Как после т о й операции своей, уходил нечистой уже, пламенеющей в пустоте ковровой дорожкой, и пусто, тупо и не за что было держаться из-за толькашнего поруха перил… Из оперблоковского закутка — эфиром, а из — подальше по коридору — гнойной перевязочной — йодом, мазью Вишневского, грязными, снятыми недавно бинтами… и как после двух, трех, а то и четырех в операционный день операций выходил он из кабинки в мужском туалете, спрашивая слабым от усталости голосом: «Ну что, мужики, — спрашивал, — кто у нас угощает-то сегодня?» И как с подоконника, от вылощенной дочерна стеночки… с полу, где курили они на корточках, — как тянулись к нему раскрытые вскинутые пачки, и от стены, от подоконника и отовсюду строгивалась, зацветала и плыла навстречу общая их и бесподмесная Улыбка Братской Любви. Улыбка братской любви.

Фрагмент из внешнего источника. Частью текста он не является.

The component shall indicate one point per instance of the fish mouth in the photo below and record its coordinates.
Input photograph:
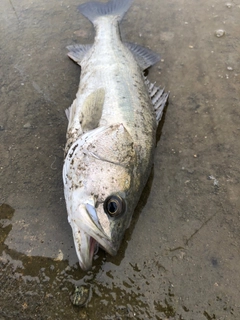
(88, 235)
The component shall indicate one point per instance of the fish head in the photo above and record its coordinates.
(99, 186)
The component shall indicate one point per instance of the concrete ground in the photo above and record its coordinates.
(180, 257)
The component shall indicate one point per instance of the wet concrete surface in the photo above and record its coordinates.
(180, 257)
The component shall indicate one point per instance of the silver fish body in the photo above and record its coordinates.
(111, 133)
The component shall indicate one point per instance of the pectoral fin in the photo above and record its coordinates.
(92, 110)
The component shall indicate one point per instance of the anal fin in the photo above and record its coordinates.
(144, 57)
(78, 51)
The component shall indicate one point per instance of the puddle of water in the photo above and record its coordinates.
(180, 257)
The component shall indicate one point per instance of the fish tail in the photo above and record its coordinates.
(93, 10)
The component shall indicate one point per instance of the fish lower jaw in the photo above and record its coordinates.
(86, 252)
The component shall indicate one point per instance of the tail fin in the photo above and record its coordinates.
(92, 10)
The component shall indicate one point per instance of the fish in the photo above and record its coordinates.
(111, 134)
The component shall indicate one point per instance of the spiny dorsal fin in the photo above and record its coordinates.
(144, 57)
(159, 98)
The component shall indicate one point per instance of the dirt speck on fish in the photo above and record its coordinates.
(111, 133)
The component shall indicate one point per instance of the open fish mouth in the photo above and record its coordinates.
(88, 235)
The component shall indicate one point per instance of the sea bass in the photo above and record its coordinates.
(111, 133)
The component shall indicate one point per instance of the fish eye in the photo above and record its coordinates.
(114, 205)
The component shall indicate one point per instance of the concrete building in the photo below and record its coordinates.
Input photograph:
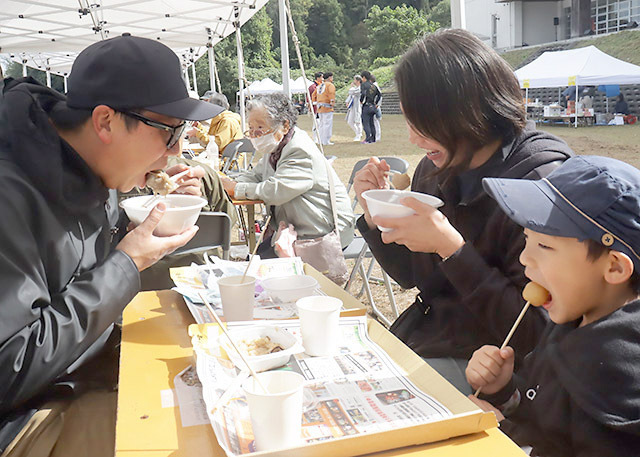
(506, 24)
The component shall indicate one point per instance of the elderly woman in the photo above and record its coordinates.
(291, 178)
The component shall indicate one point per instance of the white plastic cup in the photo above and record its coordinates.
(237, 297)
(276, 416)
(319, 324)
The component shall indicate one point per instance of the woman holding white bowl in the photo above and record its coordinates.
(463, 106)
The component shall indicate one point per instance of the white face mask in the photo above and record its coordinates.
(265, 144)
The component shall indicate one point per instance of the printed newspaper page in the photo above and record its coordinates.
(195, 279)
(358, 390)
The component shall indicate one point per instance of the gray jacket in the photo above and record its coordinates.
(62, 284)
(299, 190)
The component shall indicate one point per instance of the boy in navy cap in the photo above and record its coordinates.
(69, 266)
(578, 392)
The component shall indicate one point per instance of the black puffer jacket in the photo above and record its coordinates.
(62, 284)
(580, 390)
(475, 296)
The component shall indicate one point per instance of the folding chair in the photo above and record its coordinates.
(359, 250)
(215, 231)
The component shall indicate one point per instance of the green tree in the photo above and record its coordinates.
(441, 13)
(327, 32)
(392, 30)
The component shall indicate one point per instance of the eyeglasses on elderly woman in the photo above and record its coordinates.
(257, 133)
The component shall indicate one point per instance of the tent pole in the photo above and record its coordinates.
(284, 47)
(296, 43)
(193, 75)
(576, 105)
(240, 67)
(212, 66)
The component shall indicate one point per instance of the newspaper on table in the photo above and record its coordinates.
(358, 390)
(195, 279)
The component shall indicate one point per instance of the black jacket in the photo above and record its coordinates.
(62, 284)
(369, 93)
(474, 297)
(580, 390)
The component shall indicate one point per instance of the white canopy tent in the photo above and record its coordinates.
(265, 86)
(49, 35)
(300, 85)
(268, 86)
(586, 66)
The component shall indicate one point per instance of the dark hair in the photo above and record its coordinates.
(278, 108)
(595, 250)
(459, 92)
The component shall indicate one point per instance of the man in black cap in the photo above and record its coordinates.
(69, 266)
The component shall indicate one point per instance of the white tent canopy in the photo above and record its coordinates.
(50, 34)
(300, 85)
(266, 86)
(584, 67)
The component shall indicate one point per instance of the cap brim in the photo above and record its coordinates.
(188, 109)
(534, 205)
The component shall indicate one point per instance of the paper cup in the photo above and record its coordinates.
(319, 324)
(276, 416)
(237, 297)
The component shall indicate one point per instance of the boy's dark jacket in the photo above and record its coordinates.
(475, 296)
(62, 284)
(580, 389)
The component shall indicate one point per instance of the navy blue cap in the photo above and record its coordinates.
(129, 72)
(587, 197)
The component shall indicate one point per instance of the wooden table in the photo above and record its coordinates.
(156, 347)
(251, 219)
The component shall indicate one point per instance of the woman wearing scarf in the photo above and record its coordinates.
(291, 177)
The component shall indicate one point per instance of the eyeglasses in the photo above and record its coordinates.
(257, 133)
(175, 132)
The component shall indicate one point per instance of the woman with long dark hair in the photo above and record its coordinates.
(463, 106)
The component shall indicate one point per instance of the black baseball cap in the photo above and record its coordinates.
(129, 72)
(587, 197)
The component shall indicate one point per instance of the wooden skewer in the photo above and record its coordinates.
(511, 332)
(255, 249)
(224, 330)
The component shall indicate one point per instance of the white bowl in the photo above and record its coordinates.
(182, 212)
(386, 203)
(290, 288)
(278, 335)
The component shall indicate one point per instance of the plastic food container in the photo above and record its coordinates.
(290, 288)
(287, 340)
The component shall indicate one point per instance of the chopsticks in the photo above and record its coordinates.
(255, 249)
(233, 344)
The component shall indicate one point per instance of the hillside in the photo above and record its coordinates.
(622, 45)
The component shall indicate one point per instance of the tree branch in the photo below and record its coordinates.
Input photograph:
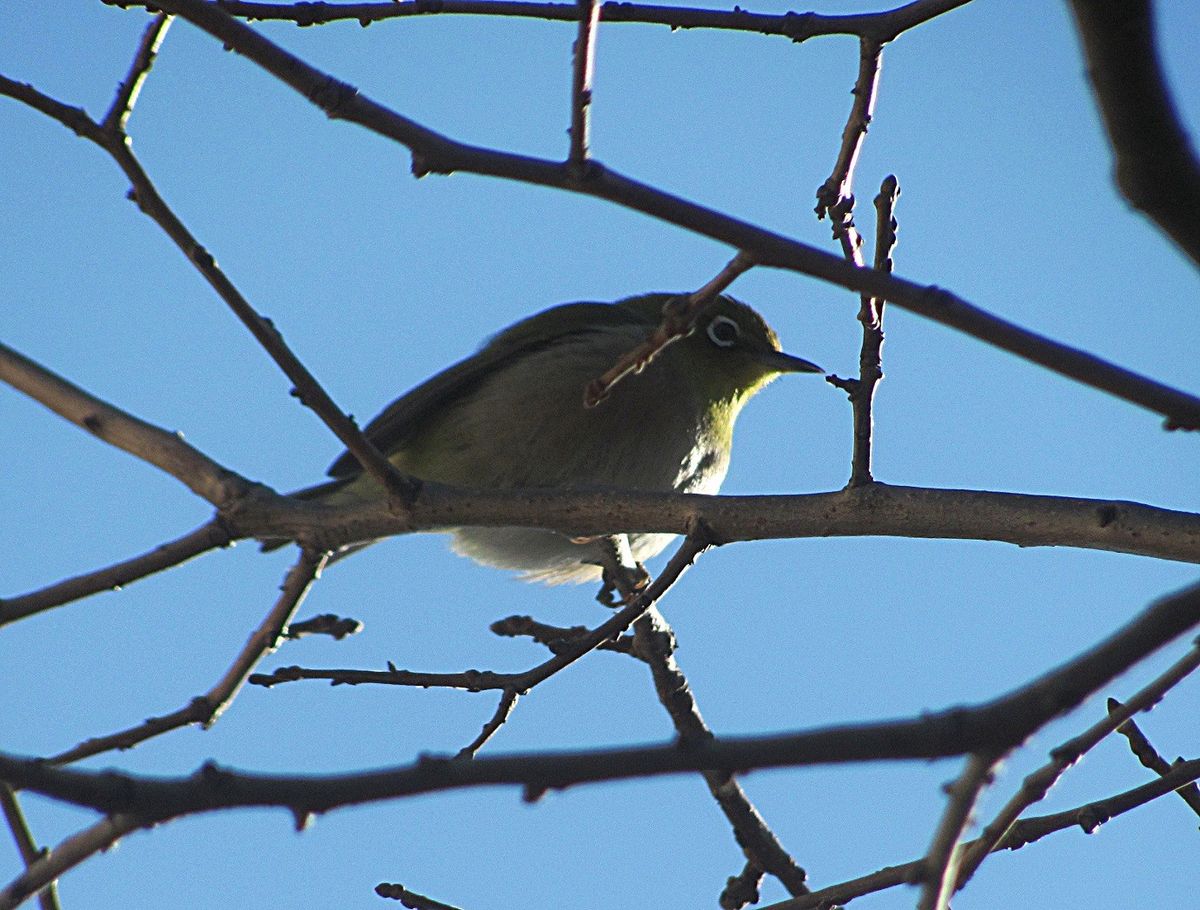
(1038, 783)
(433, 153)
(209, 536)
(1156, 165)
(798, 27)
(207, 708)
(994, 726)
(30, 854)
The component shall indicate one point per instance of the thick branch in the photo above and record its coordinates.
(1156, 165)
(875, 510)
(989, 728)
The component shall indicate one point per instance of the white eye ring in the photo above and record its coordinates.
(724, 331)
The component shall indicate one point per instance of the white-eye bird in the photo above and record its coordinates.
(513, 415)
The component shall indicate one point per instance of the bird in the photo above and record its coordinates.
(513, 415)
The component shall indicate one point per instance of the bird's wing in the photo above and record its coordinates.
(397, 421)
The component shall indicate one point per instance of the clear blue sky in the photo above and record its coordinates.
(378, 280)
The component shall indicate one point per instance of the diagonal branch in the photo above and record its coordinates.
(30, 854)
(118, 115)
(1156, 165)
(1038, 783)
(994, 726)
(208, 707)
(147, 197)
(882, 27)
(940, 868)
(209, 536)
(433, 153)
(1024, 832)
(654, 642)
(76, 849)
(1149, 755)
(581, 83)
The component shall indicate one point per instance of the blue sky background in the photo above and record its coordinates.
(378, 280)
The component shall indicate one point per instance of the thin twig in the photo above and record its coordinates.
(118, 115)
(940, 869)
(581, 83)
(209, 536)
(433, 153)
(47, 894)
(654, 642)
(1149, 755)
(835, 196)
(882, 25)
(870, 355)
(1037, 784)
(556, 638)
(508, 701)
(148, 199)
(994, 728)
(205, 708)
(53, 863)
(1156, 165)
(679, 317)
(1024, 832)
(336, 627)
(409, 898)
(694, 544)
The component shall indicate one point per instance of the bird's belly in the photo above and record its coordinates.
(546, 556)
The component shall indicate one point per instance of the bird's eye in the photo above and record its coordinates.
(724, 331)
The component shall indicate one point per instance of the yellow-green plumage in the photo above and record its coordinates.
(513, 415)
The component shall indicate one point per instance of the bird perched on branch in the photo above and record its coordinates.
(514, 415)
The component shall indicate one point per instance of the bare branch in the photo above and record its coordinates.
(835, 196)
(581, 85)
(481, 680)
(118, 115)
(48, 894)
(556, 638)
(1024, 832)
(798, 27)
(1149, 755)
(1092, 815)
(433, 153)
(679, 318)
(1038, 783)
(508, 701)
(147, 197)
(163, 449)
(875, 509)
(336, 627)
(994, 726)
(409, 898)
(940, 869)
(1156, 166)
(870, 355)
(209, 536)
(72, 851)
(207, 708)
(654, 642)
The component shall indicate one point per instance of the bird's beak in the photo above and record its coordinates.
(787, 364)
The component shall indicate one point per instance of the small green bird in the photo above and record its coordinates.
(513, 415)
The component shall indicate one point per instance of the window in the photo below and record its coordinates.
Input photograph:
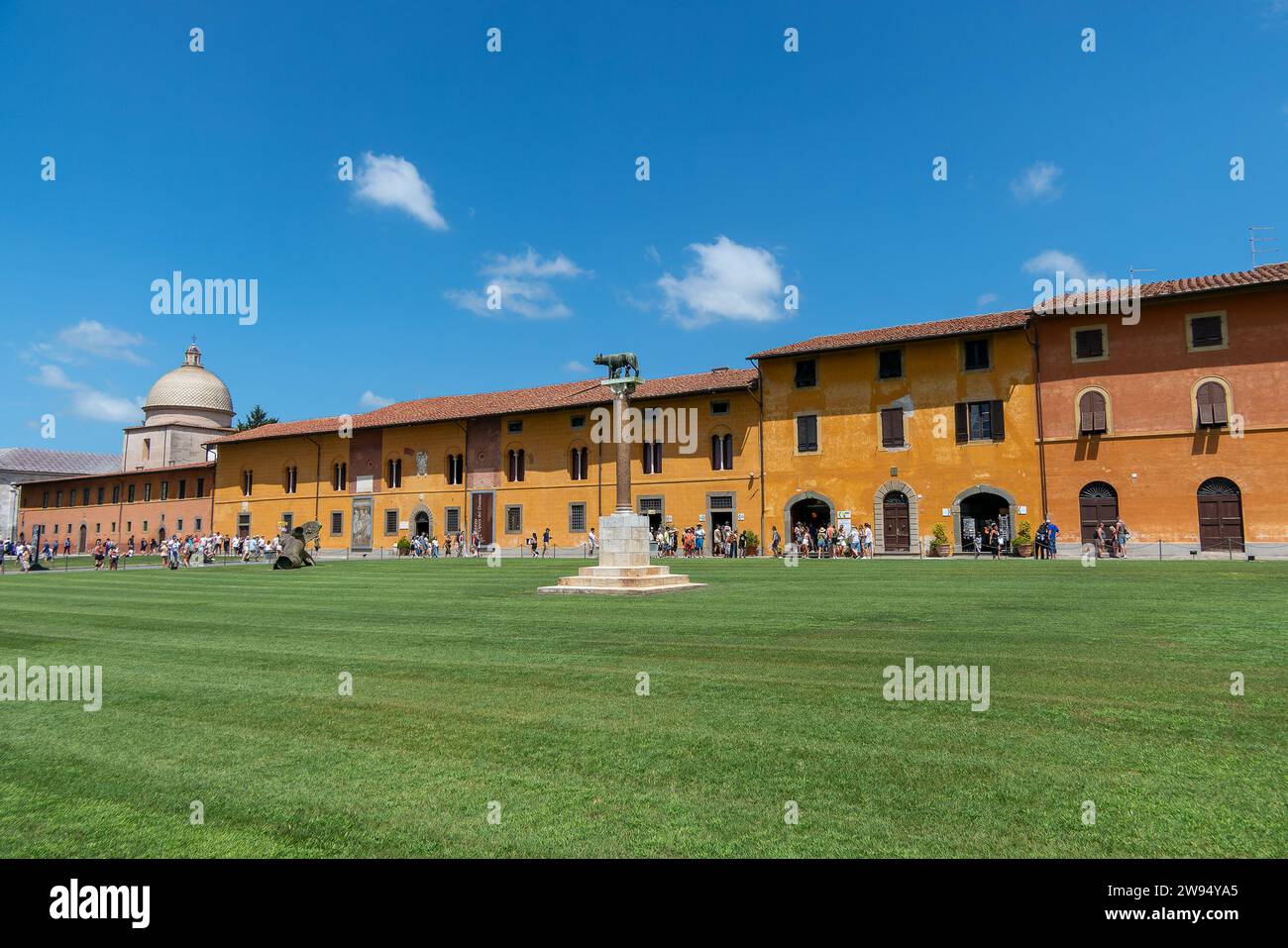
(979, 421)
(721, 453)
(806, 433)
(1211, 403)
(806, 373)
(1206, 331)
(1093, 414)
(977, 355)
(579, 462)
(890, 364)
(516, 466)
(652, 458)
(1089, 344)
(892, 428)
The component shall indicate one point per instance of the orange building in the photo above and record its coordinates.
(1173, 419)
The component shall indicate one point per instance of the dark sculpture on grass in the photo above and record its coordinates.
(295, 546)
(619, 363)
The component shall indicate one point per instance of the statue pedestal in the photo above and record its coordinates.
(623, 566)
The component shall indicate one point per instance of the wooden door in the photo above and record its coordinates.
(896, 524)
(1220, 522)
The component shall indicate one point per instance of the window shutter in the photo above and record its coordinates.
(997, 421)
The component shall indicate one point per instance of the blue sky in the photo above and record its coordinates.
(518, 168)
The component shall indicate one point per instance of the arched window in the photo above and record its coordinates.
(1211, 403)
(579, 462)
(1093, 414)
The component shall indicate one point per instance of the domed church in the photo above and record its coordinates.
(185, 408)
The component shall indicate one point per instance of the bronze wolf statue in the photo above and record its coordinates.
(622, 363)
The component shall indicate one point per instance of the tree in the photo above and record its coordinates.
(256, 417)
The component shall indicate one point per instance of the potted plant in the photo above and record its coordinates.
(939, 543)
(1022, 543)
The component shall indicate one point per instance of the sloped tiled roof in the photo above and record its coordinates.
(1016, 318)
(44, 462)
(568, 394)
(990, 322)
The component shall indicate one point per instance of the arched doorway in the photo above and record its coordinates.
(978, 506)
(1220, 515)
(1098, 502)
(809, 509)
(896, 523)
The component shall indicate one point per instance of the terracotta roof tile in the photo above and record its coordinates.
(570, 394)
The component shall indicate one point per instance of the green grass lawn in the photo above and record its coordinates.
(220, 685)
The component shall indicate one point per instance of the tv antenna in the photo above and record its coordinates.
(1261, 245)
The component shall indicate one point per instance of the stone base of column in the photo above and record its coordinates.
(623, 565)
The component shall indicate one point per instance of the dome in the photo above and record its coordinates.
(189, 386)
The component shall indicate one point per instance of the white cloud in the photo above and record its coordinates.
(88, 402)
(90, 338)
(1050, 262)
(1037, 183)
(394, 181)
(523, 281)
(729, 281)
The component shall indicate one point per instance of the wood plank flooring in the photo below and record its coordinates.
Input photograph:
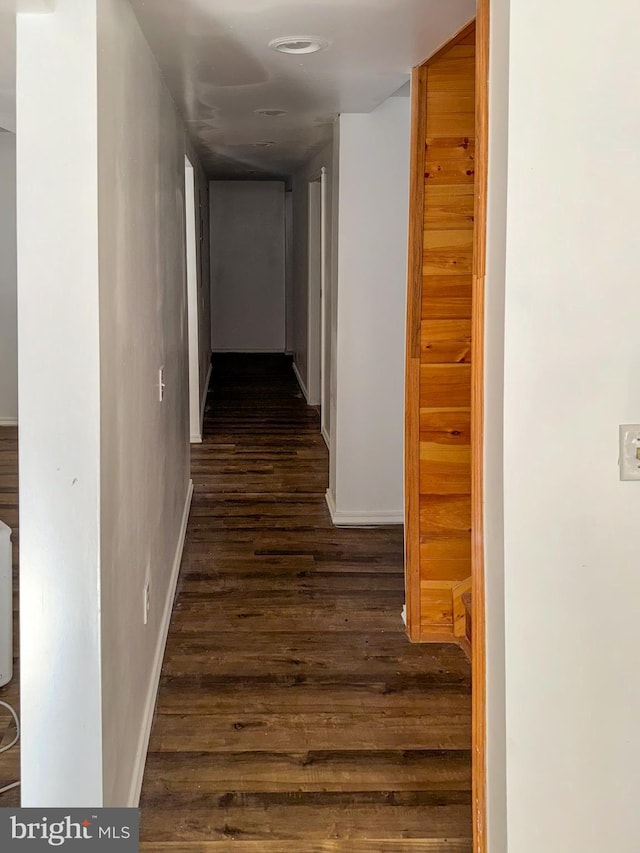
(294, 716)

Гардеробщик забрал номерок, а когда Болдырев обернулся, чтобы поблагодарить и проститься, неожиданно поинтересовался:

— Не желаешь таких?

Безукоризненно сработанные зубопротезы влажно отсвечивали белое люминесцентное сияние с потолка. Гардеробщик протягивал Болдыреву пачку «Прибоя».

В тамбуре смерклось; воздух был сер и обескровлен словно. Где-то за городом, задерживаясь и ширясь в каждом перекате, ворочался молодой, пробующий первую силу гром. Не успел Болдырев выковырять из мягкой пачки папироску (от монеты гардеробщик с усмешкою отмахнулся, а спички дал), как гигантской лейкой — раз, потом еще провел кто-то по задымившемуся асфальту, повисла пауза и тугим гневным тараном ударил о землю дождь.

В-ш-п-шпл-чм-л-пш…

Средь пузырей и пара бело-голубыми дугами взлетали градины… Болдырев стоял пред заливавшимся снаружи стеклом и отчетливо уже знал про себя: да! готовясь оперировать, подспудно ни на мгновенье не позабыл он о категории — операция из чужой неосвоенной им области была бы для нее чрезвычайно кстати; знал, что в канунное операционному дню дежурство мог бы подмениться, перенести на худой конец саму операцию, чтоб не рисковать назавтра в неминуемом после ночи чаду и возбуждении. Он знал сейчас, что не отменил операцию и не подменился в ложном стыде самолюбия, по злой и косной инерции. Самое же плохое и худшее было то, что он не позвонил, как это бывало раньше, не попросил на том дежурстве Марусю принести хотя бы атлас, раз уж ничего нельзя оказывалось изменить. Нет, нет, он потому и не позвонил Марусе, крестившей его в спину, когда переступал он, уходя, порог, потому и не попросил, что она — он ведь догадывался — дулась на него после визита Журналистки, а он, Болдырев, не пожелал, нужным не почел просить и унижаться, раз такое дело.

И то его роковое, единственное то свое движение указательным пальцем, когда заместо осторожного вскрытия капсулы он обошел ее снаружи: не вылущил, как полагалось, «орешек из скорлупы», а выдрал, вырвал, оказалось потом, все из несопротивляющейся податливой мякоти…

Во! Вот что он наделал, Болдырев! Он был не готов к операции, он…

Гардеробщик, на свой страх сжалившийся над странным посетителем, видел в дверной проем из вестибюля, как облезлый, потный дядечка жмурит зенки и бьет, хлещет сам себя ладонью по небритой щеке. «Ух, язвии, — подивился бывалый и видавший виды гардеробщик, — ишь ить закорячиват-то его!» И дабы уж не зрить-видеть ему столь неприятно жалостливую картину, отошел, отпятился потихоньку в темный свой гардероб.